Abstract
Log-linear models offer a detailed characterization of the association between categorical variables, but the breadth of their outputs is difficult to grasp because of the large number of parameters these models entail. Revisiting seminal findings and data from sociological work on social mobility, the author illustrates the use of heatmaps as a visualization technique to convey the complex patterns of association captured by log-linear models. In particular, turning log odds ratios derived from a model’s predicted counts into heatmaps makes it possible to summarize large amounts of information and facilitates comparison across models’ outcomes.

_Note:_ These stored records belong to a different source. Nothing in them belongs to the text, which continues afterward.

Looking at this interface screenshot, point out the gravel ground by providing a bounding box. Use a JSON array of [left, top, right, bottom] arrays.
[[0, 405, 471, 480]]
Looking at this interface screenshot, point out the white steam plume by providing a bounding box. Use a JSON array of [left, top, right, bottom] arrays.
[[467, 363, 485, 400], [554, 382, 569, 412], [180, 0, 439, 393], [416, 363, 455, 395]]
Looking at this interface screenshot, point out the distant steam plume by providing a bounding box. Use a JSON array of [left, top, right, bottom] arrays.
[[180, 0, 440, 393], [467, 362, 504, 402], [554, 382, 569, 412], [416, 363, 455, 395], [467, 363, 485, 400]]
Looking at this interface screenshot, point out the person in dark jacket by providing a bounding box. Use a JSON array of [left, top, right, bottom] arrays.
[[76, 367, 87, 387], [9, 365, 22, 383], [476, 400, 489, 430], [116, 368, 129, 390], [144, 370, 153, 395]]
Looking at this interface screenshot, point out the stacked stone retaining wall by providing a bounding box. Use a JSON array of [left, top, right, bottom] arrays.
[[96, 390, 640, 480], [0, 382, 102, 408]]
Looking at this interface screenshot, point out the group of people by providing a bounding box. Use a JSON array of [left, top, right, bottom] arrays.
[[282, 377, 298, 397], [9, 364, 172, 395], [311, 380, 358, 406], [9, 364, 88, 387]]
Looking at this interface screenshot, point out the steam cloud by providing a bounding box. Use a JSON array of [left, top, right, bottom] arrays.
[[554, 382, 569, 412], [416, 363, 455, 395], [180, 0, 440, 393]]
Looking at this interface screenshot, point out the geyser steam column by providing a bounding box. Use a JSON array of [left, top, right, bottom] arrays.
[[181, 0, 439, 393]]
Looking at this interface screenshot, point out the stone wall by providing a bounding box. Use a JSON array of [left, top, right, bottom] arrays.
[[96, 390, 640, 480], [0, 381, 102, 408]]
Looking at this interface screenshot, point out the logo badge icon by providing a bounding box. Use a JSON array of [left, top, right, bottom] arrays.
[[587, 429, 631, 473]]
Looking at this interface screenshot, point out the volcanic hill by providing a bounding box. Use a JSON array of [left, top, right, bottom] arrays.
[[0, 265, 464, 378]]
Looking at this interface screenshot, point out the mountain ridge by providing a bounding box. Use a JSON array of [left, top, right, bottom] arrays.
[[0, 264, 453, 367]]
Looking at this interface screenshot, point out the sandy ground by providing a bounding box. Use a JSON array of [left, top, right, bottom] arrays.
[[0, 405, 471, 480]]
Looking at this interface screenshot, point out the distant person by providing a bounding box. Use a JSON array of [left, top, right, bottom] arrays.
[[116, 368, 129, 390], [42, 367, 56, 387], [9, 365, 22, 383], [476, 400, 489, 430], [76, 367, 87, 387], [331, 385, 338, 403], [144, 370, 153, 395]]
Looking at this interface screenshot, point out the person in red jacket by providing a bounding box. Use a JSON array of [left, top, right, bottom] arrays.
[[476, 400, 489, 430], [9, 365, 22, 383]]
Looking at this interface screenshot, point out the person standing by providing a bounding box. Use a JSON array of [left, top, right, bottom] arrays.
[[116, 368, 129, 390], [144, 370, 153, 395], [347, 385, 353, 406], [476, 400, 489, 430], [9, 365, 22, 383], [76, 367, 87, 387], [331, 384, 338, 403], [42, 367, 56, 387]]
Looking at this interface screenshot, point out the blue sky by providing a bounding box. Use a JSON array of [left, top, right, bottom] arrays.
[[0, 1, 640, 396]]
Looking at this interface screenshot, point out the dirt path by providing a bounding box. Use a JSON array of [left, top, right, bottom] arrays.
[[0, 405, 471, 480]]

Log-linear models for contingency tables play a crucial role in the sociological study of social mobility and assortative mating. The basic goal of these models is to describe the association between categorical variables as a function of two distinct quantities: the marginal distribution of the variables and the net association between them (Agresti 2002). Mobility scholars, for example, want to distinguish temporal changes or cross-country differences in relative mobility from differences in the occupational structure across time and place. Another reason why log-linear models are appealing is that they capture
Describing complex patterns, however, comes at the cost of parsimony. Log-linear models typically involve a large number of parameters, making it difficult for researchers to directly examine a model’s outcomes or to compare across model candidates. Moreover, the multiple ways these models can represent association in contingency tables (e.g., “topological” vs. “ordinal” models, log-linear vs. log-multiplicative models; Powers and Xie 2000) preclude a common meaning for parameters across different models. For these reasons, it is customary to first decide on a preferred model (e.g., via the Akaike information criterion or the Bayesian information criterion) and then draw substantive conclusions based on it. Once a preferred model has been decided upon, the researcher will likely focus on the subset of parameters relevant to test the theories of interest, relegating the remaining results to a secondary role. For the same reasons, researchers rarely compare patterns of association derived from their preferred model against
In sum, log-linear models are able to provide a rich characterization of patterns of association between variables, but the full picture is often missed because of practical constraints. I propose the use of heatmaps, a type of graph that maps values contained in a matrix into colors of different intensity, as a simple way to visualize these patterns. In particular, by turning log odds ratios derived from a model’s predicted counts into a heatmap, it is possible to visualize complex patterns of association that are otherwise hard to convey. Moreover, visualizing log odds ratios implied by different models would make it possible to compare outputs that are not always readily comparable.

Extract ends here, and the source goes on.